Shammi, M., Bodrud-Doza, M., Towfiqul Islam, ARM, & Rahman, MM (2020). Pandemi covid19,
krisis sosial ekonomi dan tekanan manusia di rangkaian terbatas sumber daya: Sebuah kasus dari Bangladesh. Heliyon,
6(5). https://doi.org/10.1016/j.heliyon.2020.e04063
Singh, RK, Luthra, S., Mangla, SK, & Uniyal, S. (2019).
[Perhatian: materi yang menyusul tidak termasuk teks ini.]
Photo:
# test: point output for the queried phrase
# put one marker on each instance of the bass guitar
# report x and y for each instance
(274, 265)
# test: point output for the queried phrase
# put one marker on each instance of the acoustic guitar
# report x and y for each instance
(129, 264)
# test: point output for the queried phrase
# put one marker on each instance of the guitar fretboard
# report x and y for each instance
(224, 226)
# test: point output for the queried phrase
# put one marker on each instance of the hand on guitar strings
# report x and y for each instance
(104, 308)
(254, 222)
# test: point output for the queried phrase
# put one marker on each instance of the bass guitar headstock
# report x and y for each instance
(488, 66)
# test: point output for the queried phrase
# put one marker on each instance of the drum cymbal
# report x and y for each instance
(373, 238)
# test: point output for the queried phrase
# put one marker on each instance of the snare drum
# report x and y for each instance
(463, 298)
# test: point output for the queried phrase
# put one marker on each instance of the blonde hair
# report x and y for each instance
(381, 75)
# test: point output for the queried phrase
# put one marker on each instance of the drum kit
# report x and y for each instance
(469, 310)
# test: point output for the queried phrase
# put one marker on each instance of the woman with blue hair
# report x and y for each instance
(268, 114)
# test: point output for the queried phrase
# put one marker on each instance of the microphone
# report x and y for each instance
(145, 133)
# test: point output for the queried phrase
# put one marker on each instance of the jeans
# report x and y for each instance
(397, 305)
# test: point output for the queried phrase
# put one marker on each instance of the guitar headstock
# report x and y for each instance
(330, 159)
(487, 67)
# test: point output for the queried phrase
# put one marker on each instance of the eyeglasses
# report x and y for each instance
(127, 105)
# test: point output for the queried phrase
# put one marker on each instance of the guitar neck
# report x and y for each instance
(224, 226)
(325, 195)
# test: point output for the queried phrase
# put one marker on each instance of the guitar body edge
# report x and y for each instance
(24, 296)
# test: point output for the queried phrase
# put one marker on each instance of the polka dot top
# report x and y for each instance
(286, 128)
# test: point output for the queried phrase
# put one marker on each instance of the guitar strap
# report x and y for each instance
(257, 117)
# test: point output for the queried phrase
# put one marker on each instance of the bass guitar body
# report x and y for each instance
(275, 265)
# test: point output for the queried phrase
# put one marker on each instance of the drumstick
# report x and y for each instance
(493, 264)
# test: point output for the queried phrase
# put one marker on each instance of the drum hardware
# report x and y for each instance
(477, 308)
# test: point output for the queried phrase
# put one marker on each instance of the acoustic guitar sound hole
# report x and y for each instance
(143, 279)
Aplikasi teknologi informasi dan komunikasi untuk pertumbuhan berkelanjutan
UKM di industri makanan India. Sumber Daya, Konservasi dan Daur Ulang, 147, 10–18.
Siwi, AAD (2019). Pengembangan produk pangan industri rumah tangga tidak berlabel oleh pelaku usaha terdaftar nomor 8 tahun
1999 tentang perlindungan konsumen dan teori maslahah: Studi di Desa Karang Tengah Kecamatan Bagor Kabupaten
Nganjuk. Universitas Islam Negeri Maulana Malik Ibrahim.
Yousaf, S., & Xiucheng, F. (2018). Strategi pemasaran kuliner dan pariwisata halal di website pemerintah: A
analisis awal. Manajemen Pariwisata, 68, 423–443.